Jefferson Parish President Mike Yenni quietly increased the budget for improvements in parish executive offices by more than 1600 percent last year, but he says he used only his own money to make his inner office look like George W. Bush’s Oval Office in the White House.
Yenni says the only furniture or items in his inner office on the 10th floor of the Joseph S. Yenni Building that the public paid for were three telephones. He said he used his personal money and personally picked out the furniture to make the room look like the Bush Oval Office, including special ordering a starburst rug nearly identical to the one Bush used. One notable difference about the two rugs: the seal in the middle.
In Yenni's office it says, "Office of the President, Jefferson Parish."
Yenni declined to tell us how much he spent on the starburst rug, saying he should be allowed to make his office “as nice as I want it to be as long as taxpayers don’t pay for it.”
Purchase orders from the parish show a $6,800 expense for removing the old flooring in Yenni’s inner office and replacing it with new wood, but Yenni said that hasn’t been done yet. Greg Schmidt, manager at Gil’s Carpet and Tile, said he has the items for that work on hold, but was told the parish is waiting to remove some walls before performing the work.
He and Yenni both said the plan is only to install the new wood floors around the perimeter of the starburst rug and use basic plank under the rug to save money.
Yenni says taxpayer money was used to update more than two dozen of his staff members' offices at both the Yenni Building on the East Bank and the Gretna Government Building on the West Bank. Yenni said some didn't have any furniture when he took office in January 2016 and some hadn't been remodeled since Hurricane Katrina.
Questions about Yenni’s office spending arose last fall, when longtime Kenner resident Jack Zewe noticed the modest $11,700 capital budget for the parish president’s department was ballooning. He filed a public records request asking the parish to turn over invoices and other records last fall.
“And I got not one invoice. Not one! For anything,” Zewe said. “That’s when I went to court.”
Zewe sued the parish for failing to produce the invoices under the state public records law. The case was dismissed this summer, and Zewe eventually got records that showed more than $138,000 spent on the suite of parish president offices, which house 23 employees.
Among the purchase orders the parish turned over were $1,000 apiece sleeper sofas, $2,000 leather desk chairs and $5,000 for two custom mahogany desks.
“There were rooms that had no furniture in them at all,” Yenni said in an interview with WWL-TV. “We bought them off the state contractors’ list. In some cases, we found good furniture in surplus and refurbished it.”
“I don't have an issue with a chair,” said Zewe, who also challenged Yenni’s spending when he was mayor of Kenner. “A chair breaks, you replace it. Painting, you upgrade things now and then. You don't move walls. You don't buy people sofa sleepers…. Etched glass doors! What's that all about?”
In response to public records requests from WWL-TV, the parish released purchase orders for another $32,000, bringing the total documented cost to more than $170,000.
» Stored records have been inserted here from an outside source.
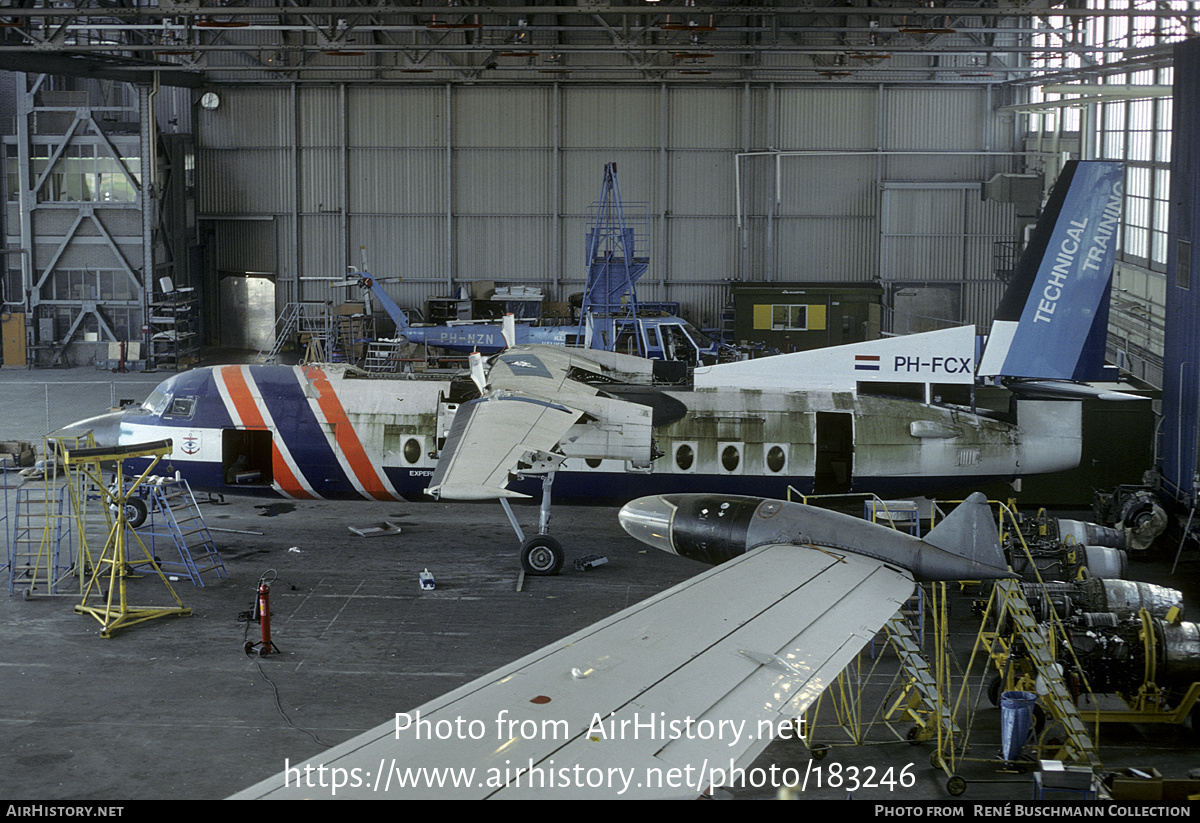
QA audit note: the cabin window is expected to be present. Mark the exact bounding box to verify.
[585,458,603,469]
[402,437,422,465]
[766,445,787,474]
[683,323,714,349]
[675,443,694,471]
[720,444,742,473]
[141,389,171,417]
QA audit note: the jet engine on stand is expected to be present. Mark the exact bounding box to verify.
[1005,511,1128,582]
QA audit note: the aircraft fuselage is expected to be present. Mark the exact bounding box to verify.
[83,361,1079,503]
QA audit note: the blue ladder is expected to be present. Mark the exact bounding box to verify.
[132,479,227,586]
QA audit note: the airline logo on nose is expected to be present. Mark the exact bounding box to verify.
[182,433,201,455]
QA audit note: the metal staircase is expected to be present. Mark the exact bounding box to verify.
[257,301,335,364]
[883,608,961,742]
[988,578,1102,767]
[132,480,226,586]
“Nobody is working in a palatial office in Jefferson Parish,” Yenni said.
Yenni's own budget for 2017 puts the total for capital expenses for his offices at $205,000, a whopping 1600-percent increase over the original amount budgeted last year.
By comparison, Yenni's predecessor, John Young, spent just $415 on his office's capital expenses in his last year on the job.
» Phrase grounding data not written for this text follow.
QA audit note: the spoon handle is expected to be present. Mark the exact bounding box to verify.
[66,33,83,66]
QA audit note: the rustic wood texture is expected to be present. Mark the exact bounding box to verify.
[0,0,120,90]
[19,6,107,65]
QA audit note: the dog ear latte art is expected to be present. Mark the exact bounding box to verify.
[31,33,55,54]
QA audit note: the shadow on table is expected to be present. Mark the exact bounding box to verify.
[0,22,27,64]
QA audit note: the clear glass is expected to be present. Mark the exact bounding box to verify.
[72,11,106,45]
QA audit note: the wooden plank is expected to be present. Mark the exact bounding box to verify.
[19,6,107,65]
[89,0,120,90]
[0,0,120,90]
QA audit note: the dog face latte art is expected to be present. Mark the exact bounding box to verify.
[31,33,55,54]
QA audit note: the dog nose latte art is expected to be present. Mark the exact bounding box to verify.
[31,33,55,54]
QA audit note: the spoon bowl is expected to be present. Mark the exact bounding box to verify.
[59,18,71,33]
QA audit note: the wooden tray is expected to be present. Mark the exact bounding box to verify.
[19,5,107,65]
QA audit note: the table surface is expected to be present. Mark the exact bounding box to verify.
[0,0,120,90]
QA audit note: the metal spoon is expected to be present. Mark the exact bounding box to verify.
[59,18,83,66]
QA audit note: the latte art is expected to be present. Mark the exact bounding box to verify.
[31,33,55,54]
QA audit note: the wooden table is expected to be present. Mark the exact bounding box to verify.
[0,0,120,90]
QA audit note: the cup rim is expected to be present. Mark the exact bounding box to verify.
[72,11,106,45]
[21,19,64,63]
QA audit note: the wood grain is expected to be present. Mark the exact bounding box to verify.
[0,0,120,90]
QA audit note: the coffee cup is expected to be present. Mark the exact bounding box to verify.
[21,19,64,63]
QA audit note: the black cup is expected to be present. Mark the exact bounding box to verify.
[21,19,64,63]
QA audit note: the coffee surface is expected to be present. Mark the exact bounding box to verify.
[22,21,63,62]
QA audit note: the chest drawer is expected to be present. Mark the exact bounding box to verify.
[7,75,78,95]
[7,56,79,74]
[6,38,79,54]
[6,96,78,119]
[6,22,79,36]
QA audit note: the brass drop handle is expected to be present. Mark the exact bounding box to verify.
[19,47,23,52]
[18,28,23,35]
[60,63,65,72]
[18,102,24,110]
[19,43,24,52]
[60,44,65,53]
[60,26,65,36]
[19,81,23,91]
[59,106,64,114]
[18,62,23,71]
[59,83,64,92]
The new questions come a year after WWL-TV broke the story of Mike Yenni's sexting scandal, where he sent sexually explicit solicitations to a teenage boy.
“Regardless of what you think of me as a person, I am very responsible when it comes to taxpayer money,” said Yenni, who kept a sign on his desk in Kenner quoting his grandfather, former Parish President Joseph Yenni, saying, “Do not spend what you do not have.”
After the sexting story was reported, the Parish Council called for Yenni to resign. By then, they had already approved large spending increases for his offices without debate.
Zewe said the council failed to do their due diligence.
WWL-TV spoke to the two at-large councilmembers Monday. Both Chris Roberts and Cynthia Lee-Sheng acknowledged they approved spending increases for Yenni's office, but only $106,000 of it.
Lee-Sheng said some increase was expected for a new administration, but she said the items we found sounded "excessive." Roberts now calls the spending "absurd" and said he would be calling for a council investigation.
An email WWL-TV received from its public records request shows the Jefferson Parish Inspector General was already looking into the matter earlier this year. Special Agent Ben Myers sent the email to parish General Services Director Anthony Francis in February questioning the expanding cost of storefront doors at the front of Yenni’s offices and requesting access to take photographs both at the Yenni Building and in Kenner.
Inspector General Dave McClintock declined to confirm or deny the existence of an investigation.